Ana mantiene la misma distancia cuando se trata de política, expresándose sobre el tema el 27 de marzo de 1944: el mecanismo universal que describe parece un modelo aplicable a todo debate político entre legos, desatado en el bar o en cualquier otra parte: «Optimistas y pesimistas, sin olvidar sobre todo a los realistas, manifiestan su opinión con inagotable energía, y como suele suceder en todos estos casos, cada cual cree que sólo él tiene razón. A cierta señora le irrita la confianza sin igual que les tiene a los ingleses su señor marido, y cierto señor ataca a su señora esposa a raíz de los comentarios burlones y despreciativos de ésta respecto de su querida nación. Y así sucesivamente, de la mañana a la noche, y lo más curioso es que nunca se aburren. He descubierto algo que funciona a las mil maravillas: es como si pincharas a alguien con alfileres, haciéndole pegar un bote. Exactamente así funciona mi descubrimiento. Ponte a hablar sobre política, y a la primera pregunta, la primera palabra, la primera frase... ¡ya ha metido baza toda la familia!»

 

Naturalmente, el diario también contiene suspiros infantiles («¡Puaj, cómo odio los tiros!»), pero éstos alternan con párrafos de mayor madurez («Cuando una va cambiando, sólo lo nota cuando ya está cambiada»), en los que el estilo personal se encarga invariablemente de generar la chispa de la identificación y de la conciencia de encontrarnos ante una auténtica escritora. Tomemos como ejemplo el pasaje sobre las «cosas sexuales» del 18 de marzo de 1944: «Existe un obstáculo considerable para los adultos ―aunque me parece que no es más que un pequeño obstáculo―, y es que temen que los hijos supuestamente ya no vean al matrimonio como algo sagrado e inviolable, si se enteran de que aquello de la inviolabilidad son cuentos chinos en la mayoría de los casos. A mi modo de ver, no está nada mal que un hombre llegue al matrimonio con alguna experiencia previa, porque ¿acaso tiene eso algo que ver con el propio matrimonio?»

 

Con asombrosa facilidad, en un único párrafo, Ana yuxtapone el gran universo exterior y el pequeño mundo de dentro de la casa, ofreciendo una idea certera de cómo vivían los escondidos sus vidas invisibles: «La guerra marcha a pedir de boca: han caído Bobruisk, Moguiliov y Orsha; muchos prisioneros.

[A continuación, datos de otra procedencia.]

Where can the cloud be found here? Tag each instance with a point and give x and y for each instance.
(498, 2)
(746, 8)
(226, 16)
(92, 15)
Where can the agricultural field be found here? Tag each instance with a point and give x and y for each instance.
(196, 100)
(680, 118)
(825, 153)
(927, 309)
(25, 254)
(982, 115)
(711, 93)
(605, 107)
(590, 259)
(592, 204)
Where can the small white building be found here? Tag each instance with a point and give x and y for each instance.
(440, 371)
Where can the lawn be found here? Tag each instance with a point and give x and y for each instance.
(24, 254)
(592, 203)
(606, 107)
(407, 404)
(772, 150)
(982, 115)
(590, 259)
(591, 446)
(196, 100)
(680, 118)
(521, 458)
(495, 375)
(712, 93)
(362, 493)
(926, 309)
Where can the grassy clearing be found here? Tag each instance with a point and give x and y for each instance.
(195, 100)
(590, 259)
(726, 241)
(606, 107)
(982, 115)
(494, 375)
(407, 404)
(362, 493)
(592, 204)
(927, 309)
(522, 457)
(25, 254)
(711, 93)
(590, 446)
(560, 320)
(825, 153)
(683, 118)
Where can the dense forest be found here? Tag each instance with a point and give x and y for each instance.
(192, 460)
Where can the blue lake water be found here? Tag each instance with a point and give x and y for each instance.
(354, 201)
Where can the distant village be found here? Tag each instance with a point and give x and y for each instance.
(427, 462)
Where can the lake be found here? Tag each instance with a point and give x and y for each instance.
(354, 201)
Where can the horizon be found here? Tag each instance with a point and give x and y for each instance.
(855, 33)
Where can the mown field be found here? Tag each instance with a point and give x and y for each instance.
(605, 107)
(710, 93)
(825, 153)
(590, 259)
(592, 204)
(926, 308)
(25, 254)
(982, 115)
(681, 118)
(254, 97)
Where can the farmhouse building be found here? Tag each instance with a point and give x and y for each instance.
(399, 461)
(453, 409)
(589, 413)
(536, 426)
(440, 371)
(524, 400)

Aquí todo all right. Los ánimos mejoran, nuestros optimistas a toda prueba festejan sus triunfos, los Van Daan hacen malabarismos con el azúcar, Bep se ha cambiado de peinado y Miep está de vacaciones por una semana. Hasta aquí las noticias.»

 

Ana tenía un gran conocimiento de sí misma y era consciente de ello: «A veces yo misma me veo como a través de los ojos de otra persona.» Distinguía escrupulosamente entre su lado interior y su lado exterior: «Por dentro, la auténtica Ana me indica el camino, pero por fuera no soy más que una cabrita exaltada que trata de soltarse de las ataduras.»

 

En mi opinión, saber cómo habría que catalogar a La casa de atrás (si de novela de formación, de testimonio de la guerra, de documento íntimo de una joven judía escondida) reviste menos importancia que la constatación de que el talento narrativo de Ana Frank (sin cambiar de color ni inmutarse hasta el final) es incuestionable – y que por lo tanto La casa de atrás merece ocupar un lugar especial en nuestra literatura. Al releer el Diario, no es mala idea dejar de lado en gran medida el mostruo del contexto. La consigna que resuena todos los 4 de mayo, en las conmemoraciones de la guerra («para que nunca olvidemos») adquiriría mayor fuerza si efectivamente diéramos forma a esa advertencia. Conocer el Diario no es lo mismo que leerlo, que equivale a vivirlo. Deberíamos ampliar la consigna, para que la obligación que lleva implícita nos incitara personalmente: «para que nunca olvidemos... leer».